Bild: Schicksalsschlacht: alliierte Soldaten im ägyptischen El Alamein am 27. …
El Alamein bedeutete einen Wendepunkt im Zweiten Weltkrieg. Die Truppen der
faschistischen Achsenmächte waren in Nordafrika im Juli 1942 bis auf 110
Kilometer an Alexandria herangerückt. Im ägyptischen Alexandria lag zu
dieser Zeit die britische Mittelmeerflotte. Die deutsch-italienische
Panzerarmee Afrika unter ihrem Oberbefehlshaber Rommel musste gestoppt
werden.
Ansonsten würden Alexandria, Kairo, der Suezkanal, die strategisch
bedeutsamen (Öl-)Häfen der Levante sowie der Jischuv – das jüdische
Palästina – in die Hände der Faschisten fallen. Durch den Suezkanal führten
die Nachschublinien der Briten zum Indischen Ozean. In zwei großen
Schlachten gelang es den Alliierten unter britischer Führung, die
Achsenmächte abzuwehren. Ende 1942 war Rommels Afrikakorps geschlagen.
Der renommierte Historiker Dan Diner erinnert in seinem Buch „Ein anderer
Krieg. Das jüdische Palästina und der Zweite Weltkrieg, 1935–42“ (DVA,
2021) an solch entscheidende Momente, die für den weiteren Verlauf des
Zweiten Weltkriegs und die Rettung vieler Menschenleben von großer
Bedeutung waren. Geschichte verläuft nicht linear, vieles erscheint im
tragischen Sinne zufällig und willkürlich.
Diner rückt mit Empathie für die Bedrohten den Krieg im Krieg im Südosten
des Mittelmeers heran. Mit geostrategischem Weitblick, nüchtern, aber nicht
kalt, legt er dar, wie verschiedene Mächte aus unterschiedlichen Interessen
miteinander ringen. Aus der Perspektive des jüdischen Palästinas kommt dem
Handeln der Briten und des Empires dabei eine besondere Bedeutung zu. Die
Siege der Alliierten bei El Alamein kündigten wie die Schlacht von
Stalingrad 1942/43 die Niederlage des Dritten Reichs an. Voraussetzung für
alles, was ab 1945 geschehen durfte und musste.
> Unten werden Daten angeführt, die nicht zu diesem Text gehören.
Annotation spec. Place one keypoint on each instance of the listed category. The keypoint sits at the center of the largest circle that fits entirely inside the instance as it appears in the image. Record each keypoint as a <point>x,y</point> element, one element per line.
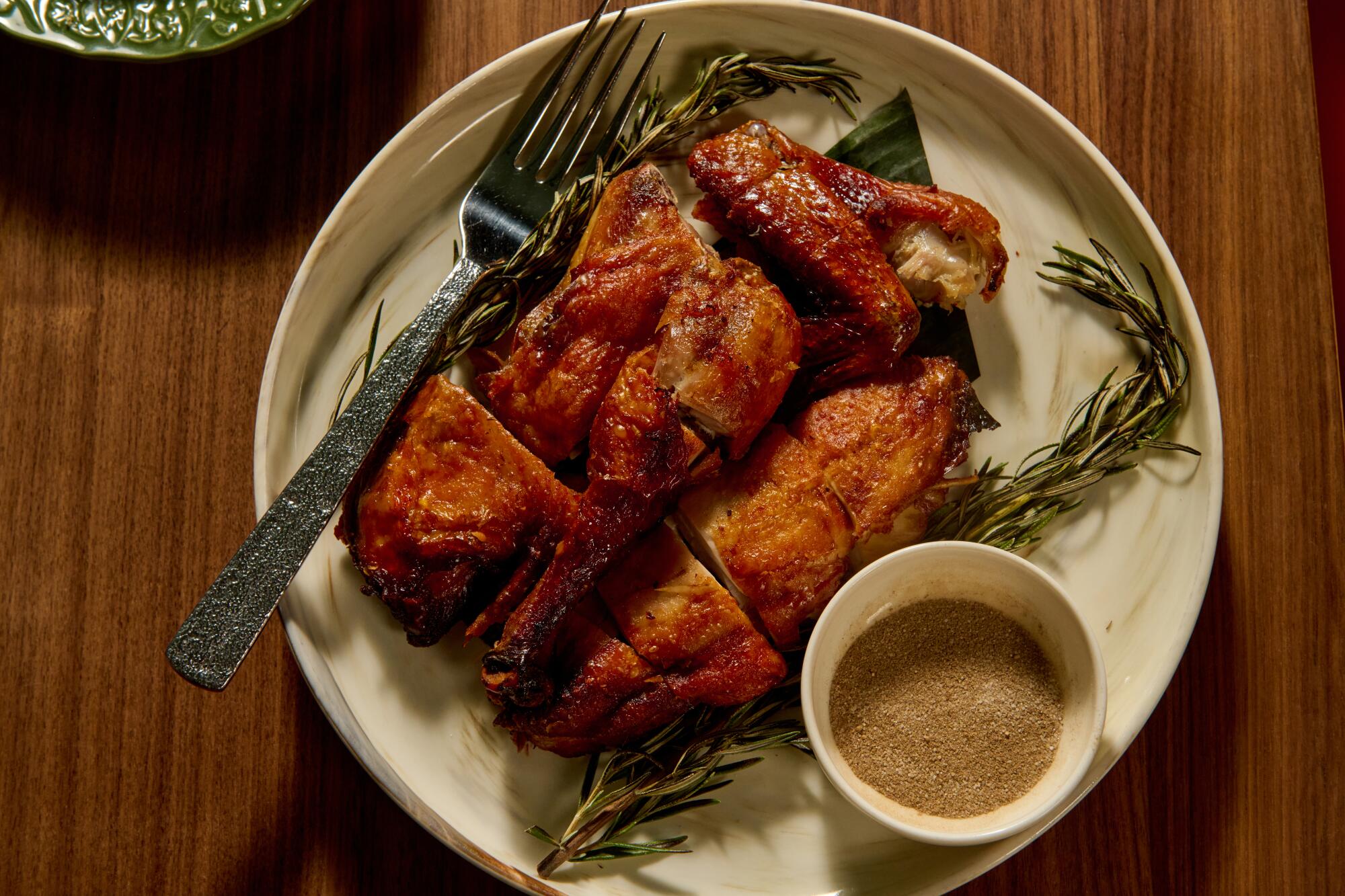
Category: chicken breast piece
<point>607,696</point>
<point>568,350</point>
<point>455,499</point>
<point>884,442</point>
<point>681,620</point>
<point>774,532</point>
<point>638,463</point>
<point>728,346</point>
<point>761,189</point>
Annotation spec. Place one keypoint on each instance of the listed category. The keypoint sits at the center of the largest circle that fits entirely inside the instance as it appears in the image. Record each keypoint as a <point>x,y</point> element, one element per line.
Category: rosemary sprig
<point>668,774</point>
<point>1120,417</point>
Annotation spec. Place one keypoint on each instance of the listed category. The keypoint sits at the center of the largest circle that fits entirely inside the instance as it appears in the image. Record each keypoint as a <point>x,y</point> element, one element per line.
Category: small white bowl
<point>1000,580</point>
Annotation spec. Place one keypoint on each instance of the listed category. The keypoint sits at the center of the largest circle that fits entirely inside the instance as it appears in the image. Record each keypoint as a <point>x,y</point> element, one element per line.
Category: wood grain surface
<point>151,220</point>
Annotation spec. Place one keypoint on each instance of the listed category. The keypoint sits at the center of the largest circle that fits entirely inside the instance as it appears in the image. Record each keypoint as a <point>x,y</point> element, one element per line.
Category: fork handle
<point>227,620</point>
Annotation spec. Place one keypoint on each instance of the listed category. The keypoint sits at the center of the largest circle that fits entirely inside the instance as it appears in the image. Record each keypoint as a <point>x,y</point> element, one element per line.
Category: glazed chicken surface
<point>665,368</point>
<point>782,528</point>
<point>723,354</point>
<point>859,245</point>
<point>454,502</point>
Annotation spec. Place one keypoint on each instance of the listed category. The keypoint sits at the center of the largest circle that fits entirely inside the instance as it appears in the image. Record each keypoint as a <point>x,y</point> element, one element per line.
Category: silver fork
<point>502,208</point>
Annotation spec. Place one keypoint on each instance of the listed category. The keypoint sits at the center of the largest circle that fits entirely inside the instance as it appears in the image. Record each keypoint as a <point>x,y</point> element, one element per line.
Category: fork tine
<point>532,120</point>
<point>614,131</point>
<point>558,130</point>
<point>582,134</point>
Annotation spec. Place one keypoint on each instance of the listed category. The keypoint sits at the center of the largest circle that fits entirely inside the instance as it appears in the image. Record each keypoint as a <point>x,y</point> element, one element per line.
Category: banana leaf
<point>888,145</point>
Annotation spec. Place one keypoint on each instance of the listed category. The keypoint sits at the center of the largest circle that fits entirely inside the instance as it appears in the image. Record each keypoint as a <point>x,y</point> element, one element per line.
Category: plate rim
<point>1196,343</point>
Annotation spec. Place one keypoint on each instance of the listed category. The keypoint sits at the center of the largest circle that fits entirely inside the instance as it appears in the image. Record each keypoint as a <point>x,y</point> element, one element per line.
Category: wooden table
<point>151,220</point>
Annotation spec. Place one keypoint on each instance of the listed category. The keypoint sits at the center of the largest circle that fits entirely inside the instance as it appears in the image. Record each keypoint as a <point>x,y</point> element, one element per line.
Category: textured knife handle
<point>221,630</point>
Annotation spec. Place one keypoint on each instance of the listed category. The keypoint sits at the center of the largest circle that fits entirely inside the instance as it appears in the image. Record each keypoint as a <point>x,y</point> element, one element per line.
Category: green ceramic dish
<point>145,30</point>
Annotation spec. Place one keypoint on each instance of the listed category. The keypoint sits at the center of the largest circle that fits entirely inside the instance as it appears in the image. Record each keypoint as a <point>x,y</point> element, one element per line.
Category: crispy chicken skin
<point>455,498</point>
<point>777,533</point>
<point>856,474</point>
<point>607,694</point>
<point>680,619</point>
<point>759,185</point>
<point>568,350</point>
<point>638,463</point>
<point>728,348</point>
<point>944,245</point>
<point>857,245</point>
<point>883,442</point>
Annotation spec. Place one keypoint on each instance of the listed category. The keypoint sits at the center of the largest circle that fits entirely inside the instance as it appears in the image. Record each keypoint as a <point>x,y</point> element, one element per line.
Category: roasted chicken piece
<point>680,619</point>
<point>726,352</point>
<point>607,696</point>
<point>774,530</point>
<point>728,346</point>
<point>455,502</point>
<point>568,350</point>
<point>687,643</point>
<point>638,463</point>
<point>886,440</point>
<point>864,464</point>
<point>859,245</point>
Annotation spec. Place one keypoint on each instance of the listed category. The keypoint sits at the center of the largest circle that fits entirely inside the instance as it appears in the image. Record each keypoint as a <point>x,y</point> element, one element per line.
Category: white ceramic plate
<point>1137,559</point>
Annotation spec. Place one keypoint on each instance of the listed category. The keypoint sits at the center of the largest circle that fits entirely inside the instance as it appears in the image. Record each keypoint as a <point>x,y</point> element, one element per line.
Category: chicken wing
<point>680,619</point>
<point>758,186</point>
<point>636,253</point>
<point>455,501</point>
<point>886,440</point>
<point>774,532</point>
<point>856,470</point>
<point>638,463</point>
<point>859,245</point>
<point>607,694</point>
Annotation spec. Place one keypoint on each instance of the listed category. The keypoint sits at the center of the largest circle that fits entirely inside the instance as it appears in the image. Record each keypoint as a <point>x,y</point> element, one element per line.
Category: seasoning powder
<point>948,706</point>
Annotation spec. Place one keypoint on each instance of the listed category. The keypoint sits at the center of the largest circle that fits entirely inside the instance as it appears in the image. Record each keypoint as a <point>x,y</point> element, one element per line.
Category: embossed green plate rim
<point>81,28</point>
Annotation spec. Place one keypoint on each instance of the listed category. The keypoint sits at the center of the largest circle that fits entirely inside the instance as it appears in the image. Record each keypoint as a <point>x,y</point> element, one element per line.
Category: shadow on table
<point>332,829</point>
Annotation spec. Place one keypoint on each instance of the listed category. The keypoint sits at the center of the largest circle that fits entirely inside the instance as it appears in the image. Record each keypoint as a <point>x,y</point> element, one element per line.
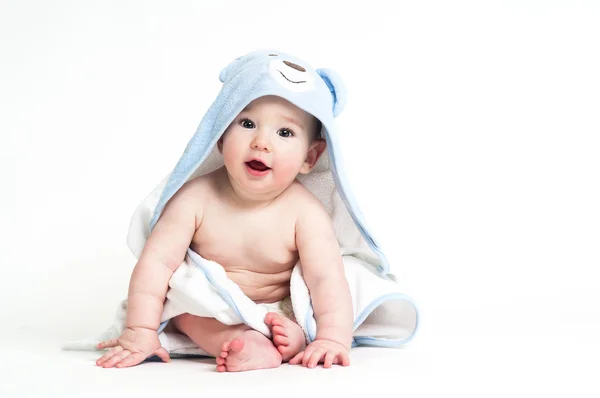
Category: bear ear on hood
<point>335,85</point>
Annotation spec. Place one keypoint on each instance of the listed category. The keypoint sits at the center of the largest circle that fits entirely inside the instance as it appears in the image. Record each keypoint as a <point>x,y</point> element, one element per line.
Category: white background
<point>474,127</point>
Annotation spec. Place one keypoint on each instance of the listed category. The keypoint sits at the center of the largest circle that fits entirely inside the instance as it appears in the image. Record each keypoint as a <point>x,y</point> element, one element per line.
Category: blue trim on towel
<point>223,293</point>
<point>311,326</point>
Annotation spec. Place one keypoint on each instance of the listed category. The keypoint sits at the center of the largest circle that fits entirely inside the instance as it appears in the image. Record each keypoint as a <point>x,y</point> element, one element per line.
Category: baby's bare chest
<point>258,241</point>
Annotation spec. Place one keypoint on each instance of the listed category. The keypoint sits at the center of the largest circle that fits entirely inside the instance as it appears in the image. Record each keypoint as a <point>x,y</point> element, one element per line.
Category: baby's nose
<point>260,143</point>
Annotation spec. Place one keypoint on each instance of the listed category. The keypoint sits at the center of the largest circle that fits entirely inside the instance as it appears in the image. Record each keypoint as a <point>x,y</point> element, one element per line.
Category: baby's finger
<point>343,359</point>
<point>329,357</point>
<point>315,358</point>
<point>107,344</point>
<point>118,358</point>
<point>108,355</point>
<point>296,360</point>
<point>131,360</point>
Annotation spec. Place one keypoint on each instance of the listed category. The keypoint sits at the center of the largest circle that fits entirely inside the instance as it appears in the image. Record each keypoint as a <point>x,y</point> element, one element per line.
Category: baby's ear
<point>336,87</point>
<point>315,151</point>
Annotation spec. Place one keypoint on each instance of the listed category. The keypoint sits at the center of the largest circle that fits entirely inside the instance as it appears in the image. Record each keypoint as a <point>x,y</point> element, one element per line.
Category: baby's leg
<point>236,348</point>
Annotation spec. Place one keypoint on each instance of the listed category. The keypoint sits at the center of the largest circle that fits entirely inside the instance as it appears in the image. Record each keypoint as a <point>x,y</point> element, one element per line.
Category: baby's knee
<point>183,321</point>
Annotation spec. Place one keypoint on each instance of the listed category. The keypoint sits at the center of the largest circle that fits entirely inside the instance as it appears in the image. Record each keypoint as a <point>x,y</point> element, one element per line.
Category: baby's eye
<point>285,133</point>
<point>247,123</point>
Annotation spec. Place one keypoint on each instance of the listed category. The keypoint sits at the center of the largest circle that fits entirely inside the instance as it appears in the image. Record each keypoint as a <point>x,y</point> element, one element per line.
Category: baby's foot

## Den Holocaust nach Nordafrika und Palästina bringen
Im Sommer 1942 stand SS-Obersturmbannführer Walther Rauff (1906–1984) mit
einem Einsatzkommando für den nordafrikanischen Kriegsschauplatz bereit.
Rauff hatte in Osteuropa die systematische Ermordung von Juden,
Kommunisten, Sinti und Roma mittels mobiler Gaswagen erprobt. Nun sollte
Rommels Armee folgen, um den Holocaust nach Nordafrika und Palästina zu
bringen.
Dan Diner schildert, wie sich 1942 angesichts des deutschen Vormarschs
Unruhe in Kairo ausbreitet. Und erst Recht im Jishuv, dem jüdischen
Palästina. Nach dem Zusammenbruch des Osmanischen Reichs im Ersten
Weltkrieg war Palästina auf Beschluss des Völkerbundes unter britische
Verwaltung gekommen.
Das Britische Mandatsgebiet umfasste bis 1948 die heutigen Territorien von
Israel, Jordanien, Westjordanland und Gazastreifen. Die Bevölkerung
definierte sich mehrheitlich arabisch/muslimisch. Eine Zählung der Briten
von 1922 kam auf 590.890 muslimische Menschen, 83.794 jüdische, 73.024
christliche und 7.028 drusische.
Antisemitismus und Pogrome in Osteuropa hatten bei den Juden in der
Diaspora ab der zweiten Hälfte des 19 Jahrhunderts zu einer verstärkten
Migration nach Palästina geführten. Sie nahm in den 1920er Jahren und mit
Machtergreifung der Nazis 1933 in Deutschland zu.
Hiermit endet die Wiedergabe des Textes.